Santo do pau oco

VALIOMAR ROLIM

Por toda região não se falava noutra coisa, era só pedir com fé que a graça era alcançada. O santo, que aparecera no Cacaré, atraia levas de sertanejos que para lá se dirigiam. Era como se repetisse o fenômeno da Virgem de Aparecida. A esperança renascia, talvez motivada pelo tempo no último ano, poucos dias com chuvas torrenciais e enchentes para depois vir a seca verde.

Quando as águas do rio baixaram, encontrou-se a imagem. Chamava a atenção um detalhe, mesmo vindo na enchente o santo apresentava sinais de que havia sido chamuscado, só podia ser o fogo sagrado. A história espalhou-se.
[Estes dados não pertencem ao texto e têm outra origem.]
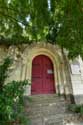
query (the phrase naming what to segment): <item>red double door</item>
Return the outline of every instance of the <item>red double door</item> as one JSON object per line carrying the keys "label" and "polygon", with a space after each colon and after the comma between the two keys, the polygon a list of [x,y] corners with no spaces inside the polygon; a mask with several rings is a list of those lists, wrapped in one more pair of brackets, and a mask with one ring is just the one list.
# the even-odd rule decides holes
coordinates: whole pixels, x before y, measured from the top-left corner
{"label": "red double door", "polygon": [[55,93],[53,64],[47,56],[39,55],[33,59],[31,93]]}

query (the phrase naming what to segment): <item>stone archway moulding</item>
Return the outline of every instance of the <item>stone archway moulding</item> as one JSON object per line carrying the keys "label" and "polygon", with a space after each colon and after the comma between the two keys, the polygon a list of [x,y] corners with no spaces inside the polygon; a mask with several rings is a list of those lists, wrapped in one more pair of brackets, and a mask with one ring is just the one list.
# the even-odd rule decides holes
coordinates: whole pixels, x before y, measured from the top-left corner
{"label": "stone archway moulding", "polygon": [[[38,55],[46,55],[48,56],[52,63],[54,68],[54,80],[55,80],[55,86],[56,86],[56,93],[64,93],[64,76],[61,75],[61,72],[64,71],[62,68],[62,57],[60,49],[55,48],[51,44],[37,44],[34,46],[30,46],[25,49],[24,53],[25,55],[25,69],[23,74],[25,74],[23,79],[28,79],[31,82],[32,78],[32,60]],[[28,85],[25,90],[25,95],[31,95],[31,85]]]}

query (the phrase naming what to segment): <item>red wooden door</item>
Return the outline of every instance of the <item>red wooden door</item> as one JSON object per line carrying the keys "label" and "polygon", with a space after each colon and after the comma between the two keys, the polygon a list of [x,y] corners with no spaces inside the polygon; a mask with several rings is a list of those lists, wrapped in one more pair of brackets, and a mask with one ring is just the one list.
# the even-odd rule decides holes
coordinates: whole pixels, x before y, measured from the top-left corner
{"label": "red wooden door", "polygon": [[53,64],[47,56],[39,55],[33,59],[31,93],[55,93]]}

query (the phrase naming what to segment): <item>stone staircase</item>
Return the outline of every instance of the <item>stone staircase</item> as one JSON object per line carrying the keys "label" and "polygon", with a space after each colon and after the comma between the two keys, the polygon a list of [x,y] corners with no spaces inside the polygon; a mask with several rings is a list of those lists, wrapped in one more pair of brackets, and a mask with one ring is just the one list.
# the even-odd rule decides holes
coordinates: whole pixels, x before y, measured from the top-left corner
{"label": "stone staircase", "polygon": [[25,111],[30,125],[64,125],[66,102],[63,96],[55,94],[25,97]]}

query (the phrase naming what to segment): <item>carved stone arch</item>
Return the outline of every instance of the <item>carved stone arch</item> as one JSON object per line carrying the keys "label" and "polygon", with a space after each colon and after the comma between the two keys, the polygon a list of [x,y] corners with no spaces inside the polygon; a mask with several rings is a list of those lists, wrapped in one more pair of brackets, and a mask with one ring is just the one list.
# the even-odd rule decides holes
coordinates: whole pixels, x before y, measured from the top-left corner
{"label": "carved stone arch", "polygon": [[[32,78],[32,60],[34,57],[38,55],[45,55],[48,56],[54,67],[54,79],[56,85],[56,93],[64,94],[64,76],[63,72],[64,69],[62,67],[63,60],[61,56],[60,49],[51,44],[36,44],[31,45],[30,47],[26,48],[24,51],[26,65],[25,65],[25,74],[24,79],[28,79],[31,82]],[[26,93],[31,94],[31,85],[26,87]]]}

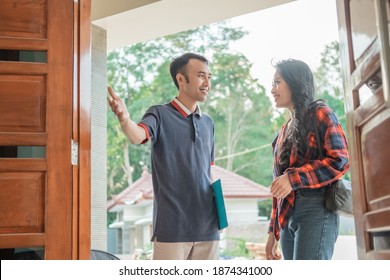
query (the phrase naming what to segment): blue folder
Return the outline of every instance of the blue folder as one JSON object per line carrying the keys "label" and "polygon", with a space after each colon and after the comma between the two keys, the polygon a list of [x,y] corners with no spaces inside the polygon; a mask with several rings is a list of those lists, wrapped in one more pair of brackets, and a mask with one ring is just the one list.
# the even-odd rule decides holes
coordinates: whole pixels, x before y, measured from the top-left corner
{"label": "blue folder", "polygon": [[222,193],[221,179],[216,180],[211,184],[214,191],[214,202],[218,213],[218,229],[224,229],[228,226],[225,201]]}

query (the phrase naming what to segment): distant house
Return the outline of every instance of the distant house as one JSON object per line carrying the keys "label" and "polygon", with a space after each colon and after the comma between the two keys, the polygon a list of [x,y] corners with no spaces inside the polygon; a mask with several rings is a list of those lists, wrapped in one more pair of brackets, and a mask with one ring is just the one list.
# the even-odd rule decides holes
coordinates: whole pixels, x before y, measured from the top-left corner
{"label": "distant house", "polygon": [[[226,247],[227,236],[245,235],[251,226],[258,227],[257,203],[271,198],[271,194],[266,187],[219,166],[213,167],[213,177],[221,179],[225,197],[229,227],[223,231],[225,241],[221,246]],[[116,213],[116,220],[109,226],[116,229],[113,253],[133,254],[136,249],[151,247],[152,207],[152,176],[144,170],[137,181],[108,202],[108,211]]]}

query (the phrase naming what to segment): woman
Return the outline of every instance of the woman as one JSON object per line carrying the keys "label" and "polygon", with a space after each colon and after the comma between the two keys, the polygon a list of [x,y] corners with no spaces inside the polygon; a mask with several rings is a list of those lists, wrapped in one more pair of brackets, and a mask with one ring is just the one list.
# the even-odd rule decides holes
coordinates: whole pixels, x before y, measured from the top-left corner
{"label": "woman", "polygon": [[[272,95],[291,118],[272,143],[274,181],[267,259],[331,259],[339,217],[324,206],[324,188],[349,169],[344,131],[332,110],[314,101],[310,68],[289,59],[275,65]],[[320,160],[314,125],[317,119],[324,157]]]}

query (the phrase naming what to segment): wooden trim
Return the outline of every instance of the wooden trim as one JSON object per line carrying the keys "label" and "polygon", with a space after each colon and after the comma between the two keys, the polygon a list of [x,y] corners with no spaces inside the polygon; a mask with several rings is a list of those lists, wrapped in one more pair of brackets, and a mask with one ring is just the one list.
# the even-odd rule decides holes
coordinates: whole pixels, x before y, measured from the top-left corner
{"label": "wooden trim", "polygon": [[23,248],[23,247],[43,247],[45,245],[45,234],[1,234],[0,248]]}
{"label": "wooden trim", "polygon": [[[28,67],[26,64],[28,63]],[[0,61],[0,73],[1,74],[14,74],[19,75],[27,74],[47,74],[48,65],[45,63],[34,63],[34,62],[1,62]]]}
{"label": "wooden trim", "polygon": [[[48,1],[46,259],[72,258],[73,2]],[[59,29],[59,27],[61,27]],[[61,129],[58,129],[60,125]]]}
{"label": "wooden trim", "polygon": [[[387,1],[375,0],[375,14],[378,38],[380,41],[380,60],[382,77],[389,77],[390,75],[390,47],[389,47],[389,28],[387,20]],[[389,79],[382,79],[383,94],[385,104],[390,106],[390,81]]]}
{"label": "wooden trim", "polygon": [[46,159],[1,158],[0,172],[46,171]]}
{"label": "wooden trim", "polygon": [[2,146],[45,146],[46,133],[0,133],[0,145]]}
{"label": "wooden trim", "polygon": [[44,51],[47,50],[46,39],[28,39],[28,38],[1,38],[0,49],[14,50],[15,46],[18,46],[17,50],[28,51]]}

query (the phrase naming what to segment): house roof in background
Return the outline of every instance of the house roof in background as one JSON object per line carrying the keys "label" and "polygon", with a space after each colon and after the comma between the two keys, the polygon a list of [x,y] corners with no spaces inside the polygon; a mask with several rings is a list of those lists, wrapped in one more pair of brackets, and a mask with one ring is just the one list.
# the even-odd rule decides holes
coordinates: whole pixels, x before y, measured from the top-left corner
{"label": "house roof in background", "polygon": [[[215,179],[221,179],[222,191],[226,199],[264,199],[272,197],[268,188],[220,166],[214,166],[212,173]],[[139,204],[142,201],[152,199],[152,176],[147,170],[144,170],[137,181],[108,201],[107,209],[110,210],[118,205]]]}

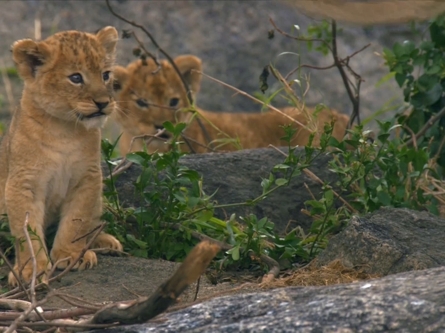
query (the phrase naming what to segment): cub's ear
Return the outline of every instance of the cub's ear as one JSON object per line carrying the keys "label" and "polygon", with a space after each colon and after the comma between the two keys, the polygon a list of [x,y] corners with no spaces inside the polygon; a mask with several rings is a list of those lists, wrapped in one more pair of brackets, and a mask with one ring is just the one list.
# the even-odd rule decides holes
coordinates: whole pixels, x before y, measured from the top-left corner
{"label": "cub's ear", "polygon": [[37,68],[49,62],[51,50],[44,42],[31,39],[17,40],[12,44],[12,60],[19,75],[24,80],[33,79]]}
{"label": "cub's ear", "polygon": [[190,86],[192,93],[196,95],[201,87],[201,79],[202,75],[199,73],[192,71],[192,70],[201,71],[201,59],[194,56],[185,55],[177,57],[174,59],[174,63]]}
{"label": "cub's ear", "polygon": [[125,67],[117,65],[113,67],[113,74],[114,78],[113,90],[115,91],[120,91],[122,90],[128,80],[130,73]]}
{"label": "cub's ear", "polygon": [[119,39],[119,35],[115,28],[109,26],[102,28],[96,34],[96,37],[108,54],[114,55],[116,44]]}

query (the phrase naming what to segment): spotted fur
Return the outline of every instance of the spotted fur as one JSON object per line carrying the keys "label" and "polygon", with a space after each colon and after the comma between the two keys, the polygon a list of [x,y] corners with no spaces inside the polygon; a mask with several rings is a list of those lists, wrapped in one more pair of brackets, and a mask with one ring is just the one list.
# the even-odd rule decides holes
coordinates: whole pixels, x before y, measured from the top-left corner
{"label": "spotted fur", "polygon": [[[184,78],[187,81],[194,97],[199,91],[201,75],[192,70],[201,70],[201,60],[193,56],[184,55],[178,57],[175,63]],[[173,66],[166,60],[162,60],[161,68],[154,73],[157,65],[151,59],[146,60],[146,65],[142,60],[137,60],[126,67],[117,66],[114,68],[115,85],[117,92],[118,108],[114,115],[121,126],[123,134],[120,140],[121,153],[125,155],[129,151],[130,143],[134,136],[142,134],[154,134],[158,129],[162,128],[162,123],[169,121],[175,123],[177,121],[187,122],[190,116],[190,112],[177,110],[188,105],[187,96],[179,75]],[[175,99],[177,103],[172,103]],[[144,103],[146,105],[144,105]],[[138,104],[139,103],[139,104]],[[172,106],[173,105],[173,106]],[[280,139],[284,135],[281,126],[295,124],[288,118],[275,111],[258,112],[214,112],[198,109],[203,116],[202,122],[205,126],[211,140],[223,139],[226,137],[206,122],[207,119],[217,127],[231,138],[239,138],[243,149],[260,148],[269,144],[280,146],[286,144]],[[335,110],[324,109],[313,117],[314,109],[310,109],[305,114],[292,107],[283,108],[286,114],[303,123],[307,127],[316,131],[313,143],[318,145],[320,136],[324,123],[335,121],[333,136],[337,139],[343,139],[349,117]],[[310,131],[300,127],[294,136],[292,144],[303,146],[306,144]],[[207,143],[205,135],[196,120],[193,120],[185,130],[190,145],[197,152],[208,152],[209,151],[203,145]],[[198,142],[197,143],[195,142]],[[216,144],[221,150],[234,151],[237,147],[228,143],[221,145],[221,141]],[[142,140],[135,141],[132,151],[142,150]],[[188,147],[184,145],[187,150]],[[158,150],[166,151],[169,146],[160,140],[152,141],[147,147],[147,150],[153,152]]]}
{"label": "spotted fur", "polygon": [[[95,34],[65,31],[44,40],[21,40],[12,45],[24,85],[20,107],[0,146],[0,214],[7,213],[11,233],[23,240],[29,213],[29,225],[43,245],[32,242],[38,271],[46,272],[51,262],[66,258],[57,268],[68,266],[91,235],[73,241],[101,223],[100,128],[116,106],[112,71],[117,39],[116,29],[107,27]],[[58,222],[49,256],[44,230]],[[105,233],[92,247],[122,248]],[[26,243],[21,248],[16,256],[22,265],[27,262],[22,274],[29,281],[30,250]],[[88,250],[73,269],[97,263],[96,254]],[[16,260],[14,269],[19,271]],[[12,272],[8,281],[17,285]]]}

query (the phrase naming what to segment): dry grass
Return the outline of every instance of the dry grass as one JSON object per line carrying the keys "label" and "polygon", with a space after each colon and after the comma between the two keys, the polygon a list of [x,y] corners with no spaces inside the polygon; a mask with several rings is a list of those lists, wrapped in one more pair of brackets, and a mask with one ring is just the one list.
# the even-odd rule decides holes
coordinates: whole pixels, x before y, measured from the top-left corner
{"label": "dry grass", "polygon": [[295,286],[328,285],[350,283],[380,277],[379,275],[371,275],[360,270],[346,267],[338,260],[319,267],[316,265],[316,259],[307,266],[295,271],[290,276],[277,279],[270,283],[262,283],[260,287],[269,289]]}
{"label": "dry grass", "polygon": [[439,0],[287,0],[310,15],[361,25],[428,20],[445,11]]}

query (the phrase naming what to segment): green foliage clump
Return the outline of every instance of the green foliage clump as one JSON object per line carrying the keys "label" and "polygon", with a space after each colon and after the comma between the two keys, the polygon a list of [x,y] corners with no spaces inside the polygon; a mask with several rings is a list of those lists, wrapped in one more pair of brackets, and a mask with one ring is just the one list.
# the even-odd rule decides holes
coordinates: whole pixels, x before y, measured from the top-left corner
{"label": "green foliage clump", "polygon": [[442,111],[438,116],[445,108],[445,14],[429,22],[428,32],[429,38],[423,38],[419,45],[411,40],[396,43],[392,50],[384,49],[384,57],[403,89],[405,101],[412,107],[409,114],[397,115],[398,123],[404,125],[406,139],[440,116],[417,143],[419,148],[429,147],[432,156],[437,156],[439,165],[445,168],[445,114]]}

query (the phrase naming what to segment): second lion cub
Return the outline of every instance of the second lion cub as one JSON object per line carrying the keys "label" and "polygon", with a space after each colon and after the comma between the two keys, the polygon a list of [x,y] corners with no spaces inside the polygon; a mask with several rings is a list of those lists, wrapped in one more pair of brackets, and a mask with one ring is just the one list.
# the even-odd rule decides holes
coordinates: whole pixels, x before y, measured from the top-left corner
{"label": "second lion cub", "polygon": [[[12,45],[24,87],[0,146],[0,214],[7,213],[11,233],[23,240],[29,213],[29,225],[43,244],[32,241],[38,272],[51,267],[44,236],[49,224],[60,221],[50,257],[53,263],[69,257],[58,264],[63,269],[78,257],[88,239],[73,241],[101,223],[100,127],[115,107],[111,71],[117,40],[116,29],[107,27],[95,35],[65,31]],[[93,247],[122,249],[105,233]],[[16,255],[14,270],[20,270],[18,257],[29,281],[32,266],[26,242]],[[73,269],[97,263],[88,250]],[[17,284],[12,272],[8,282]]]}

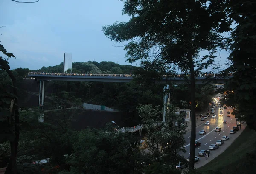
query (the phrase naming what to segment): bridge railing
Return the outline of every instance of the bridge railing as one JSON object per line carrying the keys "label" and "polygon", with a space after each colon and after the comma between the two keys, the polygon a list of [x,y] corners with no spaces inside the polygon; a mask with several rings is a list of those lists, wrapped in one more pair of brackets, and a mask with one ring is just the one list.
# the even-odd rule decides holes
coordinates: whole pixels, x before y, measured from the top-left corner
{"label": "bridge railing", "polygon": [[[132,74],[79,74],[74,73],[44,73],[44,72],[30,72],[28,74],[29,75],[50,75],[50,76],[89,76],[89,77],[134,77],[139,76],[139,75],[134,75]],[[221,77],[222,76],[218,74],[207,74],[201,73],[195,75],[196,77]],[[233,74],[230,73],[226,76],[232,76]],[[162,76],[163,78],[170,77],[169,76],[163,75]],[[189,74],[177,74],[174,77],[189,77]]]}

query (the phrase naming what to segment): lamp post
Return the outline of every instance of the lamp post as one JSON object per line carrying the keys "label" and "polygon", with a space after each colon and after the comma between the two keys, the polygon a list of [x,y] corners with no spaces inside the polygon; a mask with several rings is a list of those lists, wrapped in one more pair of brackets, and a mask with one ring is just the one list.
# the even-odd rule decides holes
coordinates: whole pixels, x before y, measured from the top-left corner
{"label": "lamp post", "polygon": [[118,129],[120,129],[120,128],[119,127],[118,125],[117,125],[116,124],[116,123],[115,123],[115,122],[114,121],[111,121],[111,122],[112,122],[114,124],[115,124],[117,126],[117,127],[118,127]]}

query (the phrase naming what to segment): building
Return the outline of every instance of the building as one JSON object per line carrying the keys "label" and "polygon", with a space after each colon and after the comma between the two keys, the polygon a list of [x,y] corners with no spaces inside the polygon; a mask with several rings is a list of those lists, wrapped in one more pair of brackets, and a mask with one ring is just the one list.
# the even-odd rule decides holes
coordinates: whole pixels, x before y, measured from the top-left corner
{"label": "building", "polygon": [[63,72],[66,72],[70,68],[72,69],[72,55],[71,53],[65,53],[63,60]]}

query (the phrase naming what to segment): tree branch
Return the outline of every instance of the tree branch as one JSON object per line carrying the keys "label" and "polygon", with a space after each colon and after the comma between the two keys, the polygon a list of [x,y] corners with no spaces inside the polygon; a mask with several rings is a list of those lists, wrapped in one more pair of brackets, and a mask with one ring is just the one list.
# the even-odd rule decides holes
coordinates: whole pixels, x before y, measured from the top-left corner
{"label": "tree branch", "polygon": [[19,1],[18,0],[10,0],[11,1],[15,2],[17,3],[37,3],[37,2],[38,2],[39,1],[40,1],[40,0],[38,0],[35,1],[32,1],[32,2]]}

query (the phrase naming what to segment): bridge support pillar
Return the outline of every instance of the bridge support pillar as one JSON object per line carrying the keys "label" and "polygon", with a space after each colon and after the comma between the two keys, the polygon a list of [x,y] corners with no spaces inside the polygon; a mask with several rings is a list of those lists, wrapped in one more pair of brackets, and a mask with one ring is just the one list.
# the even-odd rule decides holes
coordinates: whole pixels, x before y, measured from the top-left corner
{"label": "bridge support pillar", "polygon": [[[38,101],[38,109],[43,111],[42,113],[40,113],[40,115],[38,116],[38,121],[40,122],[44,122],[44,81],[40,81],[39,87],[39,99]],[[41,94],[41,88],[42,88],[42,94]]]}
{"label": "bridge support pillar", "polygon": [[166,120],[166,105],[169,103],[169,93],[166,93],[166,91],[169,90],[169,85],[166,84],[163,87],[164,96],[163,96],[163,122],[165,122]]}

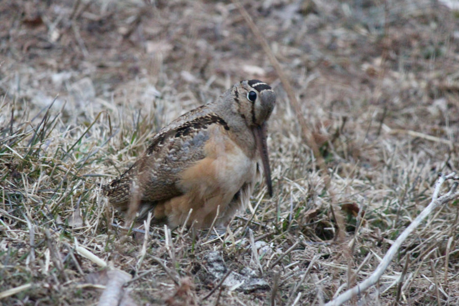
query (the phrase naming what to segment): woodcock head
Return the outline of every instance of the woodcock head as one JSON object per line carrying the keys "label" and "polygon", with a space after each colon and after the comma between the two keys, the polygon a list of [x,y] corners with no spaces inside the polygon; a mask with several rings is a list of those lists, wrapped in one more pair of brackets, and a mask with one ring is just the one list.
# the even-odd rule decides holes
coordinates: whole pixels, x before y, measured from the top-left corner
{"label": "woodcock head", "polygon": [[242,81],[231,91],[237,114],[253,133],[262,162],[269,195],[272,196],[271,169],[266,144],[266,121],[276,103],[276,94],[271,86],[259,80]]}

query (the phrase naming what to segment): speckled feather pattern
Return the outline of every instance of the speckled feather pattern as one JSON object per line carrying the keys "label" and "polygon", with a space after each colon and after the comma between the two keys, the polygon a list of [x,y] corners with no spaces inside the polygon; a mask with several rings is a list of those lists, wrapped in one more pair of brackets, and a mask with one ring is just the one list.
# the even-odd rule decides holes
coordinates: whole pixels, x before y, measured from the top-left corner
{"label": "speckled feather pattern", "polygon": [[104,186],[105,194],[130,218],[151,211],[154,221],[175,226],[192,209],[187,225],[205,227],[218,210],[217,223],[225,225],[249,200],[261,166],[270,173],[263,152],[275,102],[264,82],[237,83],[162,129],[131,168]]}

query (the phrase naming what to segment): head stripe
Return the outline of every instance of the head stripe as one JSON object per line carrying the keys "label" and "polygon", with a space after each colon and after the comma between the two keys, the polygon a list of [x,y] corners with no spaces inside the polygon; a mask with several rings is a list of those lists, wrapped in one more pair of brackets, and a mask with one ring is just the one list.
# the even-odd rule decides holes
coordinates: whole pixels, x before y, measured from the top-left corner
{"label": "head stripe", "polygon": [[247,82],[247,84],[259,92],[261,92],[263,90],[271,90],[271,86],[259,80],[250,80]]}

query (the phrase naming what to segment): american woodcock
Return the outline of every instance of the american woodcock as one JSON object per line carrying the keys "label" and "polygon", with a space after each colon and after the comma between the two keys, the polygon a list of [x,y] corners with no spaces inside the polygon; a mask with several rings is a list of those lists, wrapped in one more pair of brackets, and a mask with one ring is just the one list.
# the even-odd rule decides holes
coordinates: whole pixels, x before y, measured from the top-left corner
{"label": "american woodcock", "polygon": [[275,99],[261,81],[235,84],[160,130],[139,160],[103,187],[105,194],[130,218],[151,211],[154,222],[171,227],[186,221],[209,227],[214,220],[225,226],[249,201],[260,165],[272,195],[266,133]]}

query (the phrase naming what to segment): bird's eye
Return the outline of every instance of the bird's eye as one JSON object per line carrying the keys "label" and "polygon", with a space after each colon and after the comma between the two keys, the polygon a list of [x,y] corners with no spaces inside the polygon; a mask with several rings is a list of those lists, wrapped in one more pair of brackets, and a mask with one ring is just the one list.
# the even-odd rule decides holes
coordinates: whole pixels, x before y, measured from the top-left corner
{"label": "bird's eye", "polygon": [[249,99],[249,101],[254,102],[255,100],[257,99],[257,93],[253,90],[249,92],[247,94],[247,98]]}

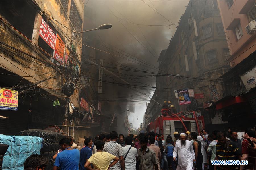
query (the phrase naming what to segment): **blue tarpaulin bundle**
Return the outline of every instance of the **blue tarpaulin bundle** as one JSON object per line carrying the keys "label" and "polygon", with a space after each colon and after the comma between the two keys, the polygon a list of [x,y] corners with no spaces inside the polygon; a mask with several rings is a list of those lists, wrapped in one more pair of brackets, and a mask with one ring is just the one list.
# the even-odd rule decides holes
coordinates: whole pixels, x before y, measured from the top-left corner
{"label": "blue tarpaulin bundle", "polygon": [[9,146],[4,156],[2,169],[24,169],[24,163],[33,154],[40,154],[43,139],[30,136],[0,135],[0,143]]}

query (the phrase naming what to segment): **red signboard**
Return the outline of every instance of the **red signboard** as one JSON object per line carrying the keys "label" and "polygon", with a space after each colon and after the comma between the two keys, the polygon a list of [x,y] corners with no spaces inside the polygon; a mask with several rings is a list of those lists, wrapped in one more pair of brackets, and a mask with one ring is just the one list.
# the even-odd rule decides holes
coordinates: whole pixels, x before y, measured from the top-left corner
{"label": "red signboard", "polygon": [[89,104],[83,98],[81,98],[80,106],[84,109],[84,110],[87,111],[89,111]]}
{"label": "red signboard", "polygon": [[197,93],[195,94],[194,95],[195,99],[201,99],[204,98],[203,93]]}
{"label": "red signboard", "polygon": [[[64,49],[65,44],[63,42],[60,37],[57,34],[57,38],[56,39],[56,44],[55,45],[55,50],[53,55],[55,60],[54,63],[56,64],[63,63],[64,61]],[[57,61],[58,61],[59,63]]]}
{"label": "red signboard", "polygon": [[55,49],[56,35],[42,18],[40,25],[39,35],[53,49]]}

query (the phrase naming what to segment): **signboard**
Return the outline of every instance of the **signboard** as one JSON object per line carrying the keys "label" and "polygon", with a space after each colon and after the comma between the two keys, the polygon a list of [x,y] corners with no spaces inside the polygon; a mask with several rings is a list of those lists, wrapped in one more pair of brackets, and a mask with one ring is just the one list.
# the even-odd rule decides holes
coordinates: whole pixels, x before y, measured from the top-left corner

Os corações e mentes sertanejos, desesperançados com as soluções dos desse mundo, ansiosos por uma mágica ou um fetiche que resolvesse seus problemas, configuravam-se no terreno mais fértil para o florescimento milagreiro.

Aninha, desde as primeiras notícias, chamava a atenção de Augusto para o prodígio, sempre fora devota de São Sebastião. Nas últimas chuvas, ele só não salvou o açude quebrado pela pouca fé do seu marido, pensava. Bem que insistira, mas Augusto achava que era carolice dela. Mesmo muito religioso, na sua índole prática, achava que os santos tinham mais no que se ocupar. Mesmo assim, frustradas todas as tentativas de manter o açude, permitiu que Aninha pusesse o santo na barragem. De nada adiantou: desceram o santo e o açude com a enchente.

Mais uma vez seu adorável turrão relutava, teimava irredutível, bastava a romaria anual do que fazia ao Canindé. Agora, ir ao Cacaré visitar o fruto de boatos? Era querer demais.

A insistência maneira, o jeitinho carinhoso e a repetição dos pedidos venceram. Augusto quedou-se à vontade de Aninha, resolveu ir, com todos os onze filhos, à romaria que tanto atraíra sua esposa, afinal era o padroeiro dela.

Aninha exultava, preparou-se e a toda família. Roupa nova para as meninas e domingueiras para os meninos, rosas, velas e dinheiro para o santo, soubera que iriam construir uma capela para ele.

E foram, uma verdadeira comitiva, Augusto em seu arreadíssimo cavalo Telefone, Aninha no seu manso Vistoso, com selim feminino, daqueles em que a amazona vai sentada, com as pernas para um só lado, e os meninos todos montados, fazia gosto ver.

Augusto ficou no terreiro conversando com os amigos, as mulheres são melhores com as rezas, pensava. Mal se instalou a prosa e ouviu-se um burburinho que cresceu a ponto de todos entrarem para conferir. Que susto! Aninha, abraçada à imagem, repetia aos brados: “pelo queimado reconheci, este santo é o meu!”.